Tam da derbi heyecanının tavan yaptığı o kritik gün öncesinde, Gençlerbirliği'nden herkesi şaşırtan bir hareket geldi. Sporun sadece saha içindeki mücadeleden ibaret olmadığını hatırlatan, insanı içinden sarsan türden bir jest bu.
Takımın resmi sosyal medya hesaplarından yapılan paylaşımda, "Yarınki Konyaspor maçımız öncesi taraftarlarımızla birlikte Gazze'deki insanlık dramına dikkat çekmek istiyoruz" ifadeleri kullanıldı. Bu sadece basit bir mesaj değil, yürekleri burkan bir çağrıydı adeta.

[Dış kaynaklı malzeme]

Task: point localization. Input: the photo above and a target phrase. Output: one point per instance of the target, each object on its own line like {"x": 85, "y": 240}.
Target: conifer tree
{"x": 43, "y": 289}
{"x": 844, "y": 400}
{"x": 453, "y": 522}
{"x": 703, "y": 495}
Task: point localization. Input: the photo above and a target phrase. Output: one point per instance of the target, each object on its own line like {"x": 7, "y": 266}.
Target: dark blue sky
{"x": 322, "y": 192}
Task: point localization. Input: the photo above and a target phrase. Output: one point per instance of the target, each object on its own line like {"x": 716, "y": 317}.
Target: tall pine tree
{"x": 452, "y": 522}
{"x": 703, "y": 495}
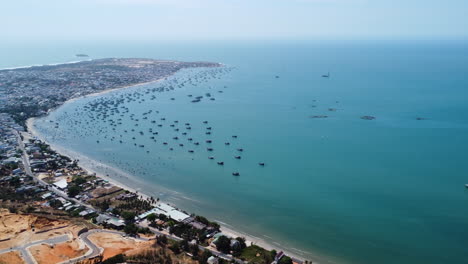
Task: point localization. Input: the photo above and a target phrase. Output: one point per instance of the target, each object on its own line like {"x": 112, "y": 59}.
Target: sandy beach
{"x": 117, "y": 178}
{"x": 122, "y": 179}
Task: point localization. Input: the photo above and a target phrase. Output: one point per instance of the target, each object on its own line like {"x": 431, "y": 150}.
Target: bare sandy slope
{"x": 114, "y": 244}
{"x": 11, "y": 258}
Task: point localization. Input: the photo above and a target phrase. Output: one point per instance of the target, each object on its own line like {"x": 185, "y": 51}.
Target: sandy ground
{"x": 45, "y": 254}
{"x": 11, "y": 258}
{"x": 92, "y": 166}
{"x": 114, "y": 244}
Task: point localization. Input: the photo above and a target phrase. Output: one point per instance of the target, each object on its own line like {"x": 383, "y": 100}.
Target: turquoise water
{"x": 389, "y": 190}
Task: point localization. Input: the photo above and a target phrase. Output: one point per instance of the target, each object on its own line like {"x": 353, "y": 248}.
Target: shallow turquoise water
{"x": 388, "y": 190}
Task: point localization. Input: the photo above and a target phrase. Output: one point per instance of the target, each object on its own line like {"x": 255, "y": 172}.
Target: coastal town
{"x": 79, "y": 207}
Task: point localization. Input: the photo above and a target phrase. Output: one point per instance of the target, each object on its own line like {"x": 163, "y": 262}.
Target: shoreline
{"x": 92, "y": 166}
{"x": 40, "y": 65}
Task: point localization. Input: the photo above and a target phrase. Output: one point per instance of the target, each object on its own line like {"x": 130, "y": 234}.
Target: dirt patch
{"x": 11, "y": 258}
{"x": 46, "y": 254}
{"x": 114, "y": 244}
{"x": 23, "y": 229}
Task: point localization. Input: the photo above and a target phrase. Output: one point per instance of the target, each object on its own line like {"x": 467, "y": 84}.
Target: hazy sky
{"x": 232, "y": 19}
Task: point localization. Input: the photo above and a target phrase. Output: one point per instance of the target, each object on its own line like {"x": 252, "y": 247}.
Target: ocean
{"x": 339, "y": 189}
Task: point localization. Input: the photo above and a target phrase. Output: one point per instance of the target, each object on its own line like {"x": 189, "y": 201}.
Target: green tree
{"x": 73, "y": 190}
{"x": 151, "y": 217}
{"x": 131, "y": 229}
{"x": 285, "y": 260}
{"x": 128, "y": 216}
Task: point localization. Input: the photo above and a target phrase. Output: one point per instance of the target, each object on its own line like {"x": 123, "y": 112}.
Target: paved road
{"x": 28, "y": 258}
{"x": 94, "y": 250}
{"x": 214, "y": 252}
{"x": 84, "y": 237}
{"x": 27, "y": 168}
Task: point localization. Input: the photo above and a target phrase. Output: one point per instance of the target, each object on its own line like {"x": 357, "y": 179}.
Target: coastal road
{"x": 28, "y": 258}
{"x": 27, "y": 168}
{"x": 94, "y": 250}
{"x": 214, "y": 252}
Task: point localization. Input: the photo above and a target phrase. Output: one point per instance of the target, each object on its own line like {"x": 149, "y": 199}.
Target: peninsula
{"x": 33, "y": 91}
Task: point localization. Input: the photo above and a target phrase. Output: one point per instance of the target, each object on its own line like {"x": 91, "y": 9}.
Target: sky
{"x": 232, "y": 19}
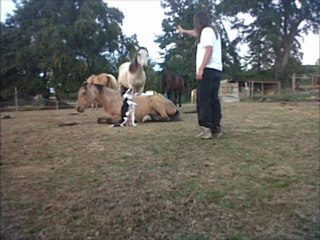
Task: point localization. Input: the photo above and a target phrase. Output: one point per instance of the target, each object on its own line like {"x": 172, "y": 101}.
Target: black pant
{"x": 208, "y": 103}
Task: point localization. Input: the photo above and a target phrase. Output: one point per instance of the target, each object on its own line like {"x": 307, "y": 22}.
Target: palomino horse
{"x": 132, "y": 74}
{"x": 172, "y": 82}
{"x": 152, "y": 108}
{"x": 104, "y": 79}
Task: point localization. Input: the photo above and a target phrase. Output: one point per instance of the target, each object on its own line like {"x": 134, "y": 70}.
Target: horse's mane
{"x": 133, "y": 67}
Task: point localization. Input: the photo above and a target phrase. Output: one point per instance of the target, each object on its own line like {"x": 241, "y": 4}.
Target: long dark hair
{"x": 201, "y": 20}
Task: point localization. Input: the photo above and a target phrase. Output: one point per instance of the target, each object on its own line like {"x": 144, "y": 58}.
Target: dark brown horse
{"x": 172, "y": 82}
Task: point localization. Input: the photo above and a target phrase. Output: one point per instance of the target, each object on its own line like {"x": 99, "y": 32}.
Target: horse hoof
{"x": 146, "y": 118}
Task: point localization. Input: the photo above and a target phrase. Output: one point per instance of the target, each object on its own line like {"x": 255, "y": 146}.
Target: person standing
{"x": 208, "y": 75}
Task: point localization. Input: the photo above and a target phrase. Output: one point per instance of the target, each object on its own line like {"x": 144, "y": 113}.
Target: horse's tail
{"x": 175, "y": 116}
{"x": 163, "y": 83}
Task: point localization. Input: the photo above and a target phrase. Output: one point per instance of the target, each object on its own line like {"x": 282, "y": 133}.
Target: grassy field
{"x": 158, "y": 181}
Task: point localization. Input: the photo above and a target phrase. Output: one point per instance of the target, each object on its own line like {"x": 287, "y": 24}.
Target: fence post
{"x": 294, "y": 83}
{"x": 16, "y": 98}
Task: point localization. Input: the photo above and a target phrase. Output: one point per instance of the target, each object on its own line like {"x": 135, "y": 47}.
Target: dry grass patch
{"x": 157, "y": 181}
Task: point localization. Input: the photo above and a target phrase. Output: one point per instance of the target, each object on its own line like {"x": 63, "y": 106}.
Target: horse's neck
{"x": 135, "y": 68}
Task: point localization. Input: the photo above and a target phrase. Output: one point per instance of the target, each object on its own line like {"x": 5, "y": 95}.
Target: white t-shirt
{"x": 208, "y": 38}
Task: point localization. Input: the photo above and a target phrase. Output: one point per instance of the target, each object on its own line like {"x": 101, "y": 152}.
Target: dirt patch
{"x": 157, "y": 181}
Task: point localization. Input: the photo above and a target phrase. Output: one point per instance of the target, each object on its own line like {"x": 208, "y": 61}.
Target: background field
{"x": 157, "y": 181}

Kalpleri Isıtan Dayanışma Ruhu
Öyle ki, kulübün bu hamlesi taraftarlardan da büyük destek gördü. Maçtan saatler önce stadyum çevresinde toplanan taraftarlar, "Spor birleştirir, ayrıştırmaz" sloganlarıyla kulübünün yanında olduğunu gösterdi. Kimi taraftarların gözlerindeki o duygu yüklü ifade, her şeyi anlatmaya yetiyordu aslında.
Gençlerbirliği yönetiminden bir yetkili, ismini vermeden yaptığı açıklamada şunları söyledi: "Biz sadece futbol oynayan bir takım değiliz. Toplumun bir parçasıyız ve yaşanan insani dramlara kayıtsız kalamayız. Bu mesajımızla küçük de olsa bir farkındalık yaratabildiysek ne mutlu bize."
Spor Dünyasından Tepkiler
Diğer kulüplerden de bu anlamlı hareket için tebrik mesajları yağdı. Konyaspor başta olmak üzere birçok Süper Lig takımı, Gençlerbirliği'nin bu hassas yaklaşımını takdir ettiklerini belirtti. Hatta maç öncesi normalde gergin geçen atmosfer, bu jest sayesinde daha sıcak bir havaya büründü.
Peki ya taraftarlar ne düşünüyor? Stadyum önünde konuştuğumuz bir Gençlerbirliği taraftarı, "Gurur duyuyorum" diyor ve ekliyor: "Takımımız sadece futbol oynamıyor, aynı zamanda değerlerimize sahip çıkıyor. Bu, galibiyetten bile daha değerli."
Maçın kendisi de oldukça çekişmeli geçti - iki takım da sahada üstünlük kurmak için var gücüyle mücadele etti. Ama o gün, skordan çok daha önemli bir şey vardı: sporun birleştirici gücü.
Sonuç olarak, Gençlerbirliği'nin bu hareketi sporda sosyal sorumluluğun ne denli önemli olduğunu bir kez daha gösterdi. Futbolun, sadece 90 dakikalık bir oyundan ibaret olmadığını, toplumsal meselelere de dokunabildiğini hatırlattı. Ve belki de en önemlisi - insanlığın, her şeyin üstünde olduğunu.